You have some very serious legal issues involving tax law and employment law, including wage and hour law. Please do not try to handle this on your own. I cannot urge you strongly enough to consult with one or more experienced employment law attorneys with whom you can discuss the details of your situation, and also a tax professional (attorney or CPA) who can coordinate with your employment attorney. Know that your employer may be on the hook in a number of ways, but that ultimately, you are responsible for your taxes.

The main issue in determining who is an employee and who is an independent contractor is who controls your work. The general rule is that a person is an independent contractor if the employer has the right to control or direct the RESULTS of the work but not HOW the work is done or even WHAT work is done.

Many employers misclassify workers as independent contractors and pay them as "1099 employees" when in fact they should be classified and paid as regular W-2 employees. Employers receive a substantial benefit from doing this, but there is NO benefit to the workers. If you are wrongly classified as an independent contractor instead of an employee, you will not be eligible for many benefits of employment or your eligibility will be reduced. Areas affected include the right to:

– be paid for all hours worked or controlled by the employer;
– the legal minimum wage;
– overtime pay;
– rest and meal breaks;
– workers' compensation insurance;
– Social Security contributions;
– unemployment benefits;
– state disability benefits;
– employer benefits such as vacation, sick leave, pension, medical insurance, etc.

Also, in some states, including California, employers are subject to a penalty if they misclassify employees as independent contractors (see below).

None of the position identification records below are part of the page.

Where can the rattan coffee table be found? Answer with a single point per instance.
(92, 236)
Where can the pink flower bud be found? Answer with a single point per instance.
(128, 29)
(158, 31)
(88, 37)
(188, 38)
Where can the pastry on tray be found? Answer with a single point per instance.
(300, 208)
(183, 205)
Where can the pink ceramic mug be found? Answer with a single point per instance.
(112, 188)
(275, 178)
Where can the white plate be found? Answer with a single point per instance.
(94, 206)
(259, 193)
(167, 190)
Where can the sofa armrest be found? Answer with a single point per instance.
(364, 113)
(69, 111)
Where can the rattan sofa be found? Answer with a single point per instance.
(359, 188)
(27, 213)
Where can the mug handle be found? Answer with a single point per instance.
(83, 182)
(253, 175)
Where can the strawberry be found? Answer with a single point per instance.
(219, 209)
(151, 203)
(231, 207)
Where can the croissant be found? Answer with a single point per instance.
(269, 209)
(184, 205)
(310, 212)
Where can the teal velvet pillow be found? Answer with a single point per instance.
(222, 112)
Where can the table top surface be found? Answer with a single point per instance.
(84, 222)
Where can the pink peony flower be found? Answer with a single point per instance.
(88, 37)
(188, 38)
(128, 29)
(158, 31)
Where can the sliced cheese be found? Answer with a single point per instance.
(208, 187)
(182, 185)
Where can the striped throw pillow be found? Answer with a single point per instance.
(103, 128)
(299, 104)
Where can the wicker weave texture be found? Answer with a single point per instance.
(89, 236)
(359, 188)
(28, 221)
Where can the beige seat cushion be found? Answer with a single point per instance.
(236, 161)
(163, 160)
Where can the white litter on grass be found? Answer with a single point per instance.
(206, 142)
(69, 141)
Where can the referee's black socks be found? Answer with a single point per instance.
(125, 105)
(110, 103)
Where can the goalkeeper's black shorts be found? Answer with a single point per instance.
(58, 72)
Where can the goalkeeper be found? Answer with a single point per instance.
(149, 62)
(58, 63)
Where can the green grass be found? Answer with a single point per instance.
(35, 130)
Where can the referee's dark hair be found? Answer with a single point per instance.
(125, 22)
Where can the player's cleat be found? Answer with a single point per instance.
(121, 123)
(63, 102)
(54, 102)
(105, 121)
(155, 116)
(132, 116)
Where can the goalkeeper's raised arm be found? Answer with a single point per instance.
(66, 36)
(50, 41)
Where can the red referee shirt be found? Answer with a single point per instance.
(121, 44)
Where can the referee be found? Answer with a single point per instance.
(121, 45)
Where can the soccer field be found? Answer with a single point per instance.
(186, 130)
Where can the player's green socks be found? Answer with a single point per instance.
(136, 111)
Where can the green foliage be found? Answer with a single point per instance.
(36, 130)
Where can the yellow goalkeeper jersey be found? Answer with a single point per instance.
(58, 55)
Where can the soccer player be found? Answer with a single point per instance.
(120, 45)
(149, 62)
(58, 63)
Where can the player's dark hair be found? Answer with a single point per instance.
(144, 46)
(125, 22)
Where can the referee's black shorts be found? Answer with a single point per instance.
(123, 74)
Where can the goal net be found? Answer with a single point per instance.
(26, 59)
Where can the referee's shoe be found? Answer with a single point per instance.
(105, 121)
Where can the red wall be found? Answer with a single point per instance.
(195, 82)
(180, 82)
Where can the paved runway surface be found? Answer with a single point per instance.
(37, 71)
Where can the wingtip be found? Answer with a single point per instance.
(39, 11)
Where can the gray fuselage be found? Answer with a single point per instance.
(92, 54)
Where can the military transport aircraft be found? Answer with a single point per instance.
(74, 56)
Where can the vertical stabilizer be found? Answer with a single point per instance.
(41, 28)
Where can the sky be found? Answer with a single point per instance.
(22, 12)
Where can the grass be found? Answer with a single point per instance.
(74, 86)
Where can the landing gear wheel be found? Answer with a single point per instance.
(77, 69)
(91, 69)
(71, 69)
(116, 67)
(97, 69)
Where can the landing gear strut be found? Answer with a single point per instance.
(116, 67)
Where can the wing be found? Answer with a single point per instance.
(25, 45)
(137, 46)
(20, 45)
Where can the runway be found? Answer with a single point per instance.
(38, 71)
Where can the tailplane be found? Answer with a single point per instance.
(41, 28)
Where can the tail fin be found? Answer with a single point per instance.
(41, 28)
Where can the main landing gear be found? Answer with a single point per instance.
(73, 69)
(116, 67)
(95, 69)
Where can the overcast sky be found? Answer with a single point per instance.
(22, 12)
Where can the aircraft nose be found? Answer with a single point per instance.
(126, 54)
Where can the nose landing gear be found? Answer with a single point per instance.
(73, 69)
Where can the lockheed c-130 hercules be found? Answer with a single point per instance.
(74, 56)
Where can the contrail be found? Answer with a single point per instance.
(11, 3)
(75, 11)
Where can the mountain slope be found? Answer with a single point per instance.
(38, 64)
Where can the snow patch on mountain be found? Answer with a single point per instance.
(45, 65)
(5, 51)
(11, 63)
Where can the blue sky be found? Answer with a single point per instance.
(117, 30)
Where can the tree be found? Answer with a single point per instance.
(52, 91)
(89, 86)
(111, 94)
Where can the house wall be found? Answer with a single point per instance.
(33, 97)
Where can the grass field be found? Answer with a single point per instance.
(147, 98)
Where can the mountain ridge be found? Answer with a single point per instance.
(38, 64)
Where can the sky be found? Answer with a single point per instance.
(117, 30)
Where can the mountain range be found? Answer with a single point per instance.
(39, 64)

There are different ways to determine if a worker is an employee or independent contractor. Employers must comply with all relevant laws.

FEDERAL TAX LAW: The Internal Revenue Service (IRS) looks at three areas to determine a worker’s status:

Behavioral Control: This area considers instructions and training. If the employer has the right to direct or control your work, even if it does not exercise that right, you are an employee. Therefore, if your employer gives you detailed or extensive instructions on how to get the job done, you are probably an employee and not an independent contractor. These instructions might include when to do the work, or how and where to do it; what equipment or tools to use; who you can hire or not hire to help you; what supplies and services to buy, and/or where to buy them. If the employer trains you in required methods of doing the work or the procedures to get the work done, this is evidence the employer wants things done its way, which indicates you are an employee and not an independent contractor.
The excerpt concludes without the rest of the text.